My wife and I have been looking at houses, and made an offer on one this past weekend; the offer was accepted, and the deal was on, pending inspection. Yesterday, during the inspection, our inspector discovered a largish (say, 3' x 1.5') hole in the concrete floor (the hole is in a closet underneath some stairs; the lighting situation makes it really hard to detect unless you're crouching in there with a flashlight looking for holes). Looking down into the hole, you can see an open space at least 8 feet in diameter and 5 feet deep.
After seeing that, we noted that the concrete floor in the main area had several large cracks radiating outward from where the hole would be.

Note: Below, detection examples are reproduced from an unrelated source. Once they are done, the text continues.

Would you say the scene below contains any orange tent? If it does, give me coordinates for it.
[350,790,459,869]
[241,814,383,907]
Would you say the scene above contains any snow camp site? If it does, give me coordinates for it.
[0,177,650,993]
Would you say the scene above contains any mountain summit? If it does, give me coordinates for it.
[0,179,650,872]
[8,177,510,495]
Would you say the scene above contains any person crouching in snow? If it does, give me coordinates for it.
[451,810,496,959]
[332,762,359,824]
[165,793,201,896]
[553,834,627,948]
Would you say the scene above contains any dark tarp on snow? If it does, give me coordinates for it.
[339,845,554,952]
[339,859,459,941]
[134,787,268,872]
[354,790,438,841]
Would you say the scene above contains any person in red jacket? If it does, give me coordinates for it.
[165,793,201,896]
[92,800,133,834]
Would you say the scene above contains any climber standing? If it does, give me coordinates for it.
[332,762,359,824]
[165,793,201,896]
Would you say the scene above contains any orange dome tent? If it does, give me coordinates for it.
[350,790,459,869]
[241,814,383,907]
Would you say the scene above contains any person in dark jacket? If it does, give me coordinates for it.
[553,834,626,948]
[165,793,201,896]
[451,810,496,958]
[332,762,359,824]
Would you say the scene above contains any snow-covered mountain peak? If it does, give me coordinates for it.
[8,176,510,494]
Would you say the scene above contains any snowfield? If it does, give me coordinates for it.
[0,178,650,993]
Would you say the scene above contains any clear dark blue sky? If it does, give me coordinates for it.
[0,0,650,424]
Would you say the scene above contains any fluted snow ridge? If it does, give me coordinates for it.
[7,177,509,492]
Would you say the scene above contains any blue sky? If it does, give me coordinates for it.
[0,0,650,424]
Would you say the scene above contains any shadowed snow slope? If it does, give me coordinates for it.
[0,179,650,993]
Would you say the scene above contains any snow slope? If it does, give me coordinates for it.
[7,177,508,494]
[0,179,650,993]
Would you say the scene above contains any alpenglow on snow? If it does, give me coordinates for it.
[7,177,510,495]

We immediately called our realtor and said the deal was off. A while later, she called us back and said that the sellers were offering to A) pay for the hole to be filled and for the floor to be re-sealed, and B) have a structural engineer examine the house and sign off on its structural integrity (the house does lean a bit; and the garage has a definite slope). A one-year home warranty would be added. Further, she said that because of swampy soil (there's a creek nearby), house foundations in this part of south Minneapolis sit on steel pilings that go down to bedrock, so, while it's not good that the house sits above mini-Carlsbad Caverns, it's not as big a deal as it could be. It's a 70-year-old house, she says, and most of them aren't going to have a structural engineer saying that tehir foundations are good.
So we're not sure what to do; a big part of our dilemma is emotional/subjective (after all this, we certainly don't have the burning love for the house that we did a few days ago), and that's beyond the scope of AskMe. But objectively, we want to know if this sort of thing can be repaired once and for all, or if the repair would be a one-time fix that would eventually be undone. And we don't know what having all of this foundation work would do to the resale value of the house when the time comes for us to re-sell.
I'd love any thoughts or suggestions from people with house buying/selling/repairing experience.
posted by COBRA! to home & garden (24 comments total)
OTOH, if it has been around for 70 years in a swampy area without major structural problems then I would say it is safe. The hole may be there as some sort of sump. If you are serious about the house, it does bear more investigation. Minneapolis is not a karst area where you would have to worry about sinkholes.